CUBA INSIGHT

The Cuban Studies Institute Publications

Rubén Fulgencio Batista y Zaldívar (1901-1973)

President of Cuba, 1940-44 and Dictator, 1952-1958 and Cuban strong man from the Sergeants’ revolt of 1933 to the Revolution of 1959.  Born in Banes, Oriente province, January 16, the son of a sugar cane cutter, he spent his early years in poverty and attended a Quaker missionary school.  After leaving school he worked as a tailor’s apprentice, cane-field laborer, grocery clerk, barber, and railroad worker before joining the army at age 20.  The military afforded opportunity for rapid upward mobility.  An ambitious and energetic young man, Batista studied at night and graduated from the National School of Journalism.  In 1928 he was advanced to sergeant and assigned as stenographer at Camp Columbia in Havana.  Leading the Sergeant’s revolt of September 1933 brought him prominence and power.  Before the year’s end Batista had become a colonel and the army’s chief of staff.  He became a general in 1941.

On January 14, 1934, the unique alliance between students and the military collapsed and Batista forced the new president, Ramón Grau San Martín, to resign, so ending the revolution begun with the overthrow of Gerardo Machado.  Batista emerged as the arbiter of Cuba’s politics, particularly after he crushed the general strike of 1935.  He ruled through puppet presidents until 1940, when he was himself elected.  Desiring to win popular support, he sponsored an impressive body of social welfare legislation. Public administration, public health, education, and public works improved.  He established rural hospitals, secured minimum wage legislation, increased salaries for public and private employees, and started a program of rural schools under army control.  The army received higher pay, pensions, better food, and modern medical care, thus ensuring its loyalty.  Batista also legalized the Cuban Communist Party.  On December 9, 1941, following the Pearl Harbor attack, he brought Cuba into World War II on the allied side, and in 1943 he established diplomatic relations with the Soviet Union.  In 1944, he allowed the election of his old rival, Grau San Martín.
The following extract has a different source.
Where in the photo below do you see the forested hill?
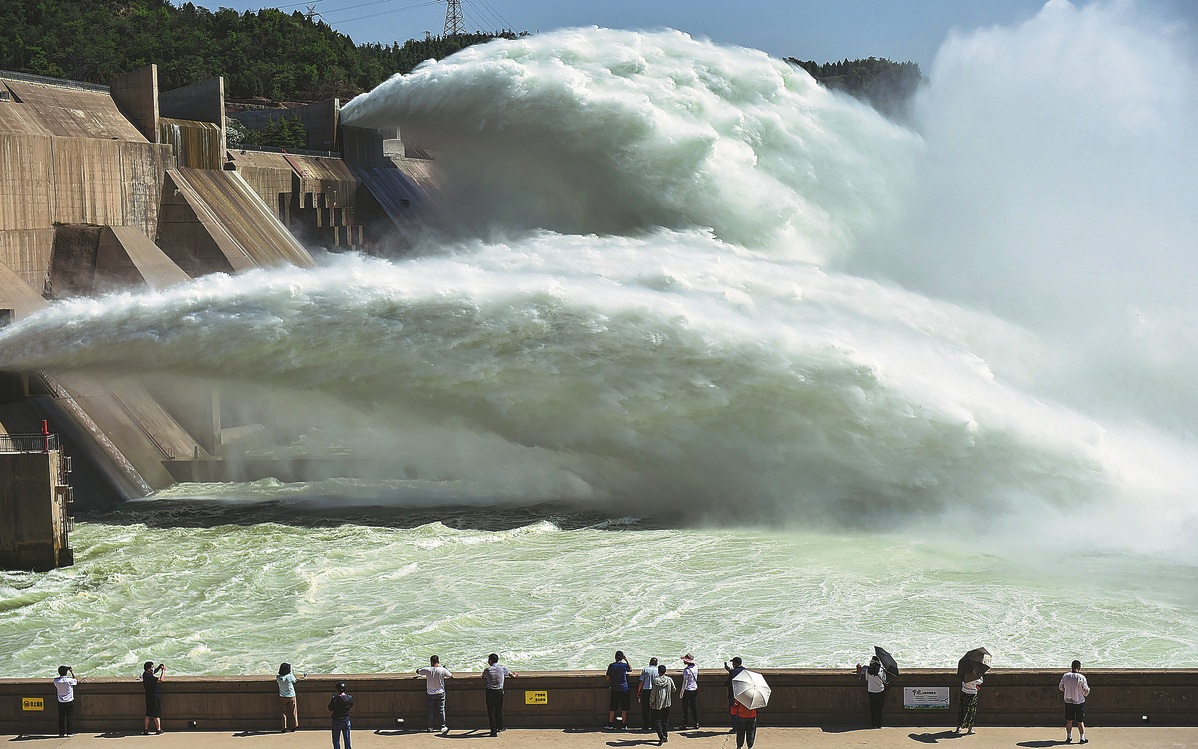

After an extensive tour of Central and South America, Batista then settled at Daytona Beach, Florida, where he wrote the survey of his life and policies, Sombras de América (Mexico City: 1946).   In 1948, while still living in Florida, he was elected senator for Santa Clara province.  He returned to Cuba the same year, organized his own party, and announced his candidacy for the June 1952 presidential election.  Aware, perhaps, that he had little chance of winning, he and a group of army officers overthrew President Carlos Prío Socarrás regime on March 10, 1952, suspended Congress and the Constitution, canceled the elections, and dissolved all political parties.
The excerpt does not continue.